Firms across the country said they were struggling to get certain products on to shelves and were braced for cost increases after the Brexit transition period ended on 1st January.
Jennie Allen, who owns Bayley & Sage in south west London, said she had seen “various issues” following the “very late date of the agreement”.
“Some suppliers are playing catch up; one has decided not to bother with the paperwork and to stop bringing goods into the UK,” she said. “There have been some delays, and some lead times have been increased going forward.”

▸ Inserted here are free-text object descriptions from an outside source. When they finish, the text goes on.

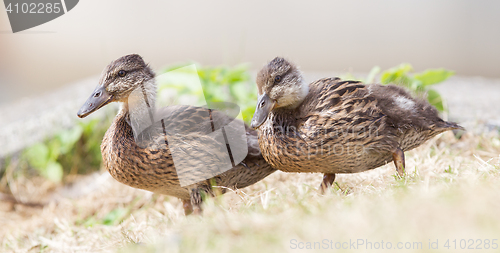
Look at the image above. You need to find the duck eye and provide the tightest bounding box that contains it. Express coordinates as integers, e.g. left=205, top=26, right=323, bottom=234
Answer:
left=118, top=70, right=126, bottom=77
left=260, top=100, right=266, bottom=108
left=274, top=75, right=282, bottom=83
left=94, top=91, right=101, bottom=98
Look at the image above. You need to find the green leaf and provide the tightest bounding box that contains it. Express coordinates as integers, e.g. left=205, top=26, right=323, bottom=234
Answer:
left=80, top=118, right=102, bottom=139
left=24, top=143, right=49, bottom=170
left=427, top=89, right=444, bottom=112
left=410, top=79, right=424, bottom=93
left=81, top=216, right=98, bottom=228
left=47, top=140, right=61, bottom=161
left=45, top=161, right=63, bottom=182
left=58, top=125, right=83, bottom=154
left=102, top=208, right=127, bottom=225
left=339, top=72, right=362, bottom=82
left=229, top=82, right=250, bottom=102
left=414, top=69, right=454, bottom=87
left=380, top=63, right=413, bottom=85
left=225, top=65, right=249, bottom=83
left=365, top=66, right=381, bottom=83
left=241, top=106, right=256, bottom=124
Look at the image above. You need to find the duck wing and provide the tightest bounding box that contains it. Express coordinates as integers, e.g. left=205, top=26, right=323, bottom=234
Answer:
left=297, top=78, right=397, bottom=152
left=298, top=78, right=463, bottom=152
left=132, top=104, right=261, bottom=186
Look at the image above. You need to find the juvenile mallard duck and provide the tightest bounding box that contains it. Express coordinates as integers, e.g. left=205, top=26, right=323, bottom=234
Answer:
left=250, top=57, right=463, bottom=192
left=77, top=54, right=275, bottom=214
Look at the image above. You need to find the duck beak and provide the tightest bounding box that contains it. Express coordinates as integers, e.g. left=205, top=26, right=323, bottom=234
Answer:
left=77, top=85, right=114, bottom=118
left=250, top=93, right=275, bottom=129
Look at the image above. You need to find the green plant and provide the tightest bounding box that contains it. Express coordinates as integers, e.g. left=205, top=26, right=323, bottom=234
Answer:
left=342, top=64, right=454, bottom=112
left=22, top=117, right=111, bottom=182
left=378, top=64, right=454, bottom=111
left=23, top=126, right=82, bottom=182
left=157, top=64, right=258, bottom=124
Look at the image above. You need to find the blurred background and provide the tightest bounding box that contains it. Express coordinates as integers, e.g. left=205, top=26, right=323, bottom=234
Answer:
left=1, top=0, right=499, bottom=106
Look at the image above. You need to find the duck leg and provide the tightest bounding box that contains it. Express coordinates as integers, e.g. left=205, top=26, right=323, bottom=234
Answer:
left=392, top=148, right=405, bottom=176
left=182, top=199, right=194, bottom=215
left=189, top=188, right=203, bottom=215
left=319, top=173, right=336, bottom=194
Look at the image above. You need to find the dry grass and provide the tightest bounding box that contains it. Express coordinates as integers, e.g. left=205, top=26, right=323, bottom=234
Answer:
left=1, top=130, right=500, bottom=253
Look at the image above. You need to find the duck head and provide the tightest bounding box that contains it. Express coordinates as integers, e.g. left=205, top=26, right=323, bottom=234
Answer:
left=250, top=57, right=308, bottom=129
left=77, top=54, right=156, bottom=118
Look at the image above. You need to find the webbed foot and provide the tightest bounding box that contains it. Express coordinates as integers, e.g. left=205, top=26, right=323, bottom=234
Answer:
left=319, top=173, right=336, bottom=194
left=392, top=148, right=406, bottom=177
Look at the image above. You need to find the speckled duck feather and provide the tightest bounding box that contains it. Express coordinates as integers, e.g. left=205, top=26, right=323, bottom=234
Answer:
left=257, top=62, right=463, bottom=174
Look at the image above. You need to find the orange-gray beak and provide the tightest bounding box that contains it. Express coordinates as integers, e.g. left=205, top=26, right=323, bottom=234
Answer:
left=77, top=85, right=114, bottom=118
left=250, top=93, right=275, bottom=129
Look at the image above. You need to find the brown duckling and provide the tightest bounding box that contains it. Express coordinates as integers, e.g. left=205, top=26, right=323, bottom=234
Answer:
left=77, top=54, right=275, bottom=214
left=250, top=57, right=463, bottom=192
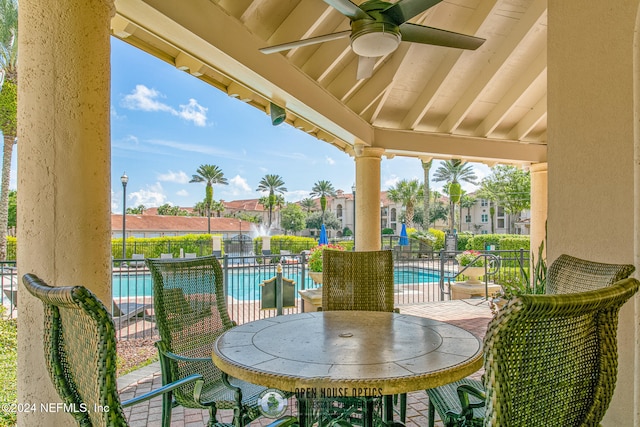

Allen said suppliers were warning of future Brexit price rises but that Bayley & Sage hoped to keep its own prices stable through the pandemic, mitigating the higher costs through greater volume.
Val Berry, owner of Haley & Clifford Delicatessen, said the Leeds outlet was struggling to get hold of various cheeses from the Continent.
“They are sitting on lorries in ports and not getting to us,” she said. “I guess it is down to the paperwork. We are currently awaiting a mozzarella shipment and a couple of weeks ago it was brie.
“We have to mark items as out-of-stock on the website and explain to customers. We try to substitute where we can but how do you replace mozzarella balls? It is a lost sale, as customers will just go to a supermarket.”
Although Berry is hopeful that the supply issue is merely a hiccup, she says a resolution is required soon.
“We will ultimately have to start looking for more local supplies if it continues. For now, we cross our fingers.”
Cheese prices have also risen and been passed on to customers who have been “very patient”, said Berry. “Life is not normal and people are accepting of change.”
Ian Comer, retail director at Birmingham-based Becketts Farm, said the shop’s policy of prioritising British produce was paying off.
“We buy local fruit and veg and it’s never been so cheap,” he said. “A box of broccoli last Christmas was £25 – this Christmas it was £10. Perhaps it is because the farmers are shifting volumes.
“We import dried fruit, sugar and chocolate to our bakery and price rises have been bubbling away for 18 months but there has been no sudden jump.”
A Government spokesperson said: “There is extensive advice available to support businesses as they adjust to the new arrangements. It is vital that traders ensure that goods have the correct paperwork to comply with new checks when they cross the EU border.”